Competitive
binding assays utilizing concanavalin A (ConA) have
the potential to be the basis of improved continuous glucose monitoring
devices. However, the efficacy and lifetime of these assays have been
limited, in part, by ConA’s instability due to its thermal
denaturation in the physiological environment (37 °C, pH 7.4,
0.15 M NaCl) and its electrostatic interaction with charged molecules
or surfaces. These undesirable interactions change the constitution
of the assay and the kinetics of its behavior over time, resulting
in an unstable glucose response. In this work, poly(ethylene glycol)
(PEG) chains are covalently attached to lysine groups on the surface
of ConA (i.e., PEGylation) in an attempt to improve its stability
in these environments.
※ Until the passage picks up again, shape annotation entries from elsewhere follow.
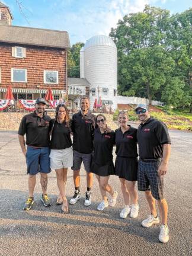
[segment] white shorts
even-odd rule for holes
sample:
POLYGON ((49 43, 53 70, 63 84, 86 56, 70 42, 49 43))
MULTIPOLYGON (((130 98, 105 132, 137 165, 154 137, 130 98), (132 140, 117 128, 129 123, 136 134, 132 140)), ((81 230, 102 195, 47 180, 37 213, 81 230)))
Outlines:
POLYGON ((73 151, 71 148, 51 149, 49 157, 50 168, 53 169, 69 168, 73 165, 73 151))

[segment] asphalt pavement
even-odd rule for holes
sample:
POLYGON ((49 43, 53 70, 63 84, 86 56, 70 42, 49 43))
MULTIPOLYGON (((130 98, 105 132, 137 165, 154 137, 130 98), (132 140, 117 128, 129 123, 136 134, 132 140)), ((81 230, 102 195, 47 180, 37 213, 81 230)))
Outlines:
MULTIPOLYGON (((28 196, 25 158, 15 132, 0 132, 0 255, 182 255, 191 251, 192 133, 169 131, 171 156, 165 178, 169 205, 170 240, 158 241, 159 225, 149 228, 140 222, 149 215, 143 193, 139 192, 139 214, 136 219, 121 219, 123 207, 118 177, 110 184, 119 192, 117 203, 103 212, 97 210, 101 201, 94 178, 91 206, 84 206, 86 190, 85 171, 81 171, 79 202, 70 206, 68 215, 56 205, 57 195, 55 171, 49 175, 48 192, 52 205, 45 207, 40 201, 39 175, 35 189, 35 203, 28 212, 22 210, 28 196)), ((73 172, 68 170, 67 197, 73 193, 73 172)))

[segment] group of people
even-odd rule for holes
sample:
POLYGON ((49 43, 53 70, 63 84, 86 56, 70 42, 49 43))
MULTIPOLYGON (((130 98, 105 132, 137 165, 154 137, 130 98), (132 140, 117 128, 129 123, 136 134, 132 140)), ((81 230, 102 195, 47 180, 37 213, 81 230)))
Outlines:
POLYGON ((126 218, 130 214, 131 217, 136 218, 139 212, 135 187, 137 181, 138 190, 145 191, 151 211, 142 225, 149 227, 159 223, 155 207, 156 200, 161 217, 159 240, 163 243, 168 242, 168 206, 164 195, 164 178, 167 171, 171 140, 167 126, 151 117, 145 104, 139 104, 135 109, 141 121, 138 129, 127 124, 127 113, 120 111, 118 116, 119 128, 113 131, 107 126, 104 115, 95 116, 91 113, 88 98, 82 98, 80 104, 81 110, 74 114, 72 119, 66 105, 59 104, 55 118, 52 119, 45 112, 46 101, 39 98, 34 112, 23 117, 18 137, 26 158, 29 192, 23 209, 30 210, 34 202, 33 194, 38 172, 40 173, 42 188, 40 200, 45 206, 51 205, 47 193, 47 174, 55 169, 59 191, 56 204, 62 205, 63 213, 68 213, 66 196, 68 168, 73 171, 75 192, 69 203, 74 204, 81 198, 80 169, 83 162, 87 173, 85 206, 91 204, 93 174, 98 181, 102 197, 97 209, 102 211, 108 206, 116 205, 118 193, 110 184, 109 178, 111 175, 116 175, 119 178, 124 202, 120 217, 126 218), (114 165, 114 145, 116 145, 117 156, 114 165))

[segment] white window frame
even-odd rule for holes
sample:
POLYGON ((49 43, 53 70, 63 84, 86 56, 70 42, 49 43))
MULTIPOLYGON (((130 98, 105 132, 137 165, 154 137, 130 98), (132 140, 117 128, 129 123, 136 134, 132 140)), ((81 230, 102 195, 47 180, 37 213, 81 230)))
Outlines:
POLYGON ((27 82, 27 69, 17 69, 17 68, 12 68, 11 69, 11 82, 23 82, 23 83, 26 83, 27 82), (25 71, 25 81, 14 81, 13 77, 14 77, 14 71, 25 71))
POLYGON ((16 57, 23 58, 23 48, 20 46, 15 46, 15 56, 16 57), (17 49, 21 49, 21 56, 17 56, 17 49))
POLYGON ((57 71, 47 71, 47 70, 44 70, 43 71, 43 82, 44 84, 59 84, 59 72, 57 71), (57 74, 57 76, 56 76, 56 82, 46 82, 46 72, 56 72, 57 74))

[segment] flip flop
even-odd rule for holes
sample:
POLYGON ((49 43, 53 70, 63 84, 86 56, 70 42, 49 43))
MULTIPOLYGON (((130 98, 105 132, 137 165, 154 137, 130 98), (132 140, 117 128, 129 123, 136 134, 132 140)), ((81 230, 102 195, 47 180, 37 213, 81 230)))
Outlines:
POLYGON ((60 205, 60 204, 62 204, 62 203, 63 203, 62 199, 60 197, 58 197, 57 199, 57 201, 56 201, 56 204, 57 205, 60 205))
POLYGON ((66 204, 64 204, 64 202, 63 203, 63 206, 64 206, 64 209, 63 209, 63 206, 62 207, 61 210, 62 213, 69 213, 69 208, 68 208, 68 201, 65 201, 66 202, 66 204))

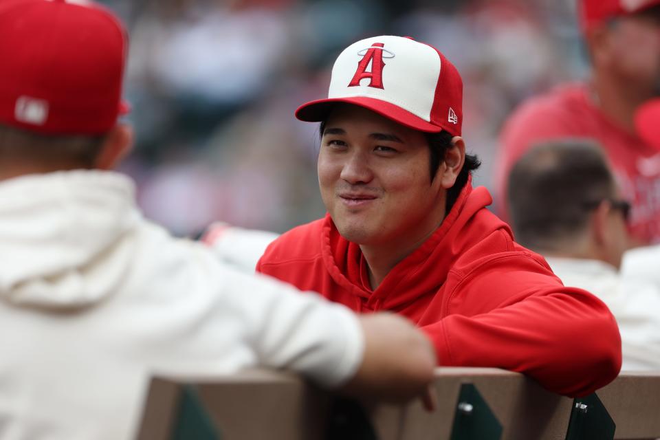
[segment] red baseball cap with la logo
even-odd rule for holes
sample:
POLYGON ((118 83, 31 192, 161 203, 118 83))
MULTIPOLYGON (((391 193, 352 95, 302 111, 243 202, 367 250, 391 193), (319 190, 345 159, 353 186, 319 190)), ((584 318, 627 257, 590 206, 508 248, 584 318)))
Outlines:
POLYGON ((44 134, 105 133, 126 113, 126 34, 86 0, 0 1, 0 124, 44 134))
POLYGON ((461 135, 463 80, 434 47, 384 35, 360 40, 335 61, 328 98, 300 106, 300 120, 325 120, 334 103, 364 107, 415 130, 461 135))
POLYGON ((578 3, 582 30, 607 20, 639 12, 660 5, 660 0, 580 0, 578 3))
Dynamic light scattering measurements indicate
that PEGylation significantly improved ConA’s thermal stability
at 37 °C, remaining stable for at least 30 days. Furthermore,
after PEGylation, ConA’s binding affinity to the fluorescent
competing ligand previously designed for the assay was not significantly
affected and remained at ∼5.4 × 106 M–1 even after incubation at 37 °C for 30 days. Moreover, PEGylated
ConA maintained the ability to track glucose concentrations when implemented
within a competitive binding assay system. Finally, PEGylation showed
a reduction in electrostatic-induced aggregation of ConA with poly(allylamine),
a positively charged polymer, by shielding ConA’s charges.
These results indicate that PEGylated ConA can overcome the instability
issues from thermal denaturation and nonspecific electrostatic binding
while maintaining the required sugar-binding characteristics. Therefore,
the PEGylation of ConA can overcome major hurdles for ConA-based glucose
sensing assays to be used for long-term continuous monitoring applications in vivo.